Et pourtant, cette Europe aux nombreuses âmes et à la culture si faible (mais qui toutefois s’impose souvent avec force) qui manifeste des énergies insoupçonnées, est on ne peut plus vivante et appelée à jouer un rôle important sur la scène internationale.

Jamais autant qu’à notre époque le vieux continent, malgré ses blessures dues aux récents conflits et aux heurts parfois violents en son sein, n’a ressenti aussi fortement l’appel à l’unité. Une unité qu’il faut encore construire, bien que certains murs soient tombés, et qui devra s’étendre à toute l’Europe, ainsi qu’à ceux qui lui demandent accueil et hospitalité. Une unité qui ne pourra pas être seulement politique ou économique, mais aussi et avant tout spirituelle et morale. Une unité, encore, qui devra dépasser les vieilles rancœurs et les anciennes méfiances et à laquelle ses racines chrétiennes primitives pourraient précisément fournir un motif de convergence et une garantie d’entente. Une unité, en particulier, qu’il reviendra aux jeunes de la génération actuelle de réaliser et de rendre complète et solide, de l’Ouest en Est, du Nord au Sud, en la défendant contre toute tentation d’isolement et de repli sur ses propres intérêts en la proposant au monde entier comme exemple de coexistence sereine dans la diversité. Les jeunes seront-ils capables d’assumer cette responsabilité ? En dernière analyse, les recherches les plus récentes décrivent les jeunes Européens comme égarés, mais non pas désespérés ; imprégnés de relativisme éthique, tout en étant désireux de vivre une " bonne vie " ; conscients de leur besoin de salut, bien que ne sachant pas où le trouver.

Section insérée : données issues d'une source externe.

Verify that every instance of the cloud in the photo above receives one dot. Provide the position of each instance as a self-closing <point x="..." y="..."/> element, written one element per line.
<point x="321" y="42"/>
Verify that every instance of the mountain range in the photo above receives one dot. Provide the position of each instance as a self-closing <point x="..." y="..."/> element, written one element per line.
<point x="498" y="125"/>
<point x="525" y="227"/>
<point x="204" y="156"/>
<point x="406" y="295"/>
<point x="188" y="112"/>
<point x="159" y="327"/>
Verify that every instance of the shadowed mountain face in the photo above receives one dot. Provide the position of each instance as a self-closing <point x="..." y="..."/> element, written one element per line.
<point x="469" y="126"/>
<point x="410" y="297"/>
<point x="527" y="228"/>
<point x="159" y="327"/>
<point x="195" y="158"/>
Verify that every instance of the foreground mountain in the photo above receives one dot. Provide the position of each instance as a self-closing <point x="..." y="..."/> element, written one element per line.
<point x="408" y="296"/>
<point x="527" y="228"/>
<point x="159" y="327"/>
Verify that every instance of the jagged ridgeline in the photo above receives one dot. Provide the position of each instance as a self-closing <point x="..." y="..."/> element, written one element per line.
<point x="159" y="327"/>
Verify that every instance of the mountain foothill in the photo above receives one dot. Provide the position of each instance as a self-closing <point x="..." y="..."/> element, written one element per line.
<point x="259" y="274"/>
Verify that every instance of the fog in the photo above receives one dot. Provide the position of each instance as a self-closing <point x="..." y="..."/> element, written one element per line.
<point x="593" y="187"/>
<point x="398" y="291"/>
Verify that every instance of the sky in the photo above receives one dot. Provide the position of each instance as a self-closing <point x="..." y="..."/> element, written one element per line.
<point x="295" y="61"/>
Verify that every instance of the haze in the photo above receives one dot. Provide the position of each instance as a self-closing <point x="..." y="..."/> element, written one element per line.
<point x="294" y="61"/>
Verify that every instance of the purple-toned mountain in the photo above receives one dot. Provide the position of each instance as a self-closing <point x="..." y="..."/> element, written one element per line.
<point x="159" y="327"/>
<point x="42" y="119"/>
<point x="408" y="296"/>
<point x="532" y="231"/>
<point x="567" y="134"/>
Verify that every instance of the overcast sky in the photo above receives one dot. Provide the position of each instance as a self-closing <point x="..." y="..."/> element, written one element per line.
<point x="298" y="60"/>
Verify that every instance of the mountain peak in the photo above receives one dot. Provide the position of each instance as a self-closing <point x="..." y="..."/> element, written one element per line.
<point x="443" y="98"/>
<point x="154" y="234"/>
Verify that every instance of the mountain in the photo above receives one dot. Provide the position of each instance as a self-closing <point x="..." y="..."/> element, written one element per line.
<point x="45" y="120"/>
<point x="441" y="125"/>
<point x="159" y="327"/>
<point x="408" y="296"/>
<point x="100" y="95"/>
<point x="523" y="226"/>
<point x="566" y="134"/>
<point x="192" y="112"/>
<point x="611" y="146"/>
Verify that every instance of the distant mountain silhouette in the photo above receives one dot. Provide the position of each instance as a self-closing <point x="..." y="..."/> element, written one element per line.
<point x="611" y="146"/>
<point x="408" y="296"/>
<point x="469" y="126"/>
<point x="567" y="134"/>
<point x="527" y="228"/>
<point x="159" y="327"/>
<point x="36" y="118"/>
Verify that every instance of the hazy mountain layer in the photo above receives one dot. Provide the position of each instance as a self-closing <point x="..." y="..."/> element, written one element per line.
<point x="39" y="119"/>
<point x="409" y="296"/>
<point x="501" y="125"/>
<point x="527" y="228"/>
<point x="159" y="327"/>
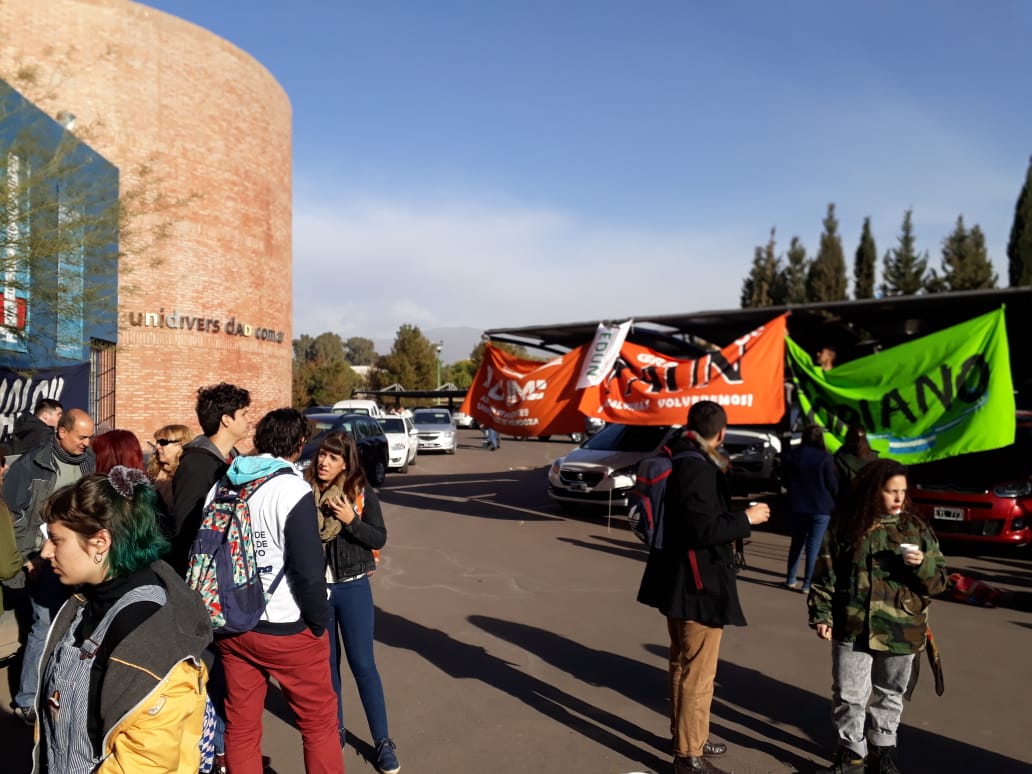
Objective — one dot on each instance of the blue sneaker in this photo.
(386, 758)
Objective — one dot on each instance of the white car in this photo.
(437, 430)
(463, 420)
(402, 442)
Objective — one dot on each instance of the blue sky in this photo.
(489, 164)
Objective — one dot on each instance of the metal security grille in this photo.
(102, 369)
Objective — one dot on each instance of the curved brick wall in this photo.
(217, 127)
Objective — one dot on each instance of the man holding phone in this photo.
(691, 579)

Leur plus grave problème est probablement la société neutre sur le plan éthique et dans laquelle il leur est échu de vivre. Mais les ressources qui sont en eux ne sont pas épuisées. Spécialement en un temps de transition vers de nouveaux objectifs comme le nôtre. On en veut pour preuve les nombreux jeunes animés d’une recherche sincère de spiritualité et courageusement engagés dans le social, confiants en eux-mêmes et dans les autres et dispensateurs d’espérance et d’optimisme.

Nous croyons que ces jeunes, malgré les contradictions et le " poids " d’un certain milieu culturel, peuvent bâtir cette nouvelle Europe. Dans la vocation de leur terre maternelle se profile aussi leur vocation personnelle.

Une nouvelle évangélisation

Tout ceci ouvre de nouvelles voies et requiert de nouvelles impulsions au processus d’évangélisation de la vieille et de la nouvelle Europe. Depuis longtemps l’Eglise et le pape actuel invitent à un profond renouveau des contenus et de la méthode de l’annonce de l’Evangile, pour "rendre l’Eglise du XXème siècle encore plus apte à annoncer l’Evangile à l’humanité du XXème siècle " [ 7 ]. Et comme nous l’a rappelé le Congrès, " il ne faut pas avoir peur d’être dans une période de passage d’une rive à l’autre" [ 8 ].

a) Le " semper " et le " novum "

Il s’agit donc de conjuguer le " semper " et le " novum " de l’Evangile pour l’offrir aux nouvelles demandes et conditions de l’homme et de la femme d’aujourd’hui. Il est donc urgent de proposer à nouveau le cœur ou le centre du kérigme comme " nouvelle éternellement bonne ", riche de vie et de sens pour le jeune qui vit en Europe, comme annonce capable de répondre à ses attentes et d’éclairer sa recherche.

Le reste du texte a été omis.